David Butler. Identités — Altérités
Visages protéiformes et corps anthropomorphes démembrés, voilà ce qu’évoquent les récentes sculptures de plâtre de David Butler regroupées sous l’appellation They Are Coming, the Vultures of History. Loin de susciter une aversion, elles intriguent par une forme d’élégance, digne de la statuaire antique.
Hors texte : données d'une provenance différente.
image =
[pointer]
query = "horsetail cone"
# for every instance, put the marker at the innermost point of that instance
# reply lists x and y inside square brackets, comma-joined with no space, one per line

À l’origine, il y a un moule, celui d’un visage féminin provenant d’un mannequin en plastique. La matrice est d’une grande finesse. Une fois le moulage réalisé, l’artiste procède par juxtaposition progressive, c’est-à-dire qu’il l’amalgame à un autre et ainsi de suite, de manière à engendrer une superposition de couches qui n’effacent jamais totalement la précédente. Parfois, il n’attend pas que le plâtre se solidifie, il intervient juste avant, au moment où la matière, pas tout à fait durcie, jouit encore d’une certaine malléabilité. Une telle intervention a pour effet de produire bosse, morcellement et décomposition. De plus, le processus de collage ne se joue pas uniquement au moment de la superposition ou de la juxtaposition de couches de visages, il engage des agrégats de mousse et de plâtre provoquant un effet de fossilisation. Seul le choix de couleur pourrait venir déstabiliser cette sensation. L’artiste a volontairement décidé de mélanger son plâtre à des pigments non naturels (jaune, orange ou vert fluorescent). Malgré cela, le rendu reste brut, presque archéologique. C’est comme si l’on se trouvait devant des statues ensevelies depuis plusieurs siècles, mais aujourd’hui déterrées. Ici, le drapé entourant le visage donne l’impression d’être face à une Madone de la Renaissance. Quelques parties effritées et fissurées dénoncent d’ailleurs les ravages du temps. Plus loin, la sculpture semble ouverte, elle donne à voir une intériorité, non faite de chair organique pétrifiée, mais de chair numérique. Le fameux wireframe, dessin représentant sous la forme d’un tracé triangulaire le rendu préliminaire de la modélisation en 3D de n’importe quel type de forme, devient alors le squelette du corps. Les têtes protéiformes de David Butler n’exhument donc pas uniquement un passé, elles mettent en évidence un autre registre, celui du Web, de la 3D, du virtuel. Si les vestiges du temps se rencontrent pour soulever la question de la représentation du corps, c’est aussi une manière de réaffirmer les abus de l’image et de reconsidérer les enjeux du couple identité-altérité.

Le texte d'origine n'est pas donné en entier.